Somehow in a short time, this quiet and caring person had figured out my dad and what matters most to him. She had listened and learned about him. And she was going above and beyond to advocate for him so that he felt heard and understood. After the PA left, my dad was very down. "I feel like I've lost my whole life," he said. "I feel like my body isn't my own. I feel like I won't be me anymore." He looked over at Michelle who was offering him something to drink. "You got anything for depression in that cup?" he said. She smiled and explained it was just ice water he'd asked for earlier. Then she said to him, "You know you did just get a lot of information. You've had to process so much in the last 24 hours. It is perfectly normal for you to feel overwhelmed and depressed and it doesn't mean you're weak to feel that way or to say so. You need to remember that you are really lucky and you are alive, but if you are feeling anxious or really down, we can do something to help with that so that you can stay positive and keep your energy. My dad said he would think about it, but when she left he said he felt better.

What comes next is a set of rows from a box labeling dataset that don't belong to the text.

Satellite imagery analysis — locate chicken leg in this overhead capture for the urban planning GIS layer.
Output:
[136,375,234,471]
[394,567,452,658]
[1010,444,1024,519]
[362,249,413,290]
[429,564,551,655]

When I came in today he told me, "Everything's ok. Michelle's here for the next twelve hours." Wow. I am humbled beyond words when I think of why people choose nursing. I could never do it. But when I see someone like Michelle and the impact she's had in just three days in our lives and the way she's been in there with my dad during this experience. I truly believe that nurses are here to show us how God wanted us to love each other. She is amazing. You are lucky to have this person in the lives of the patients and families you serve.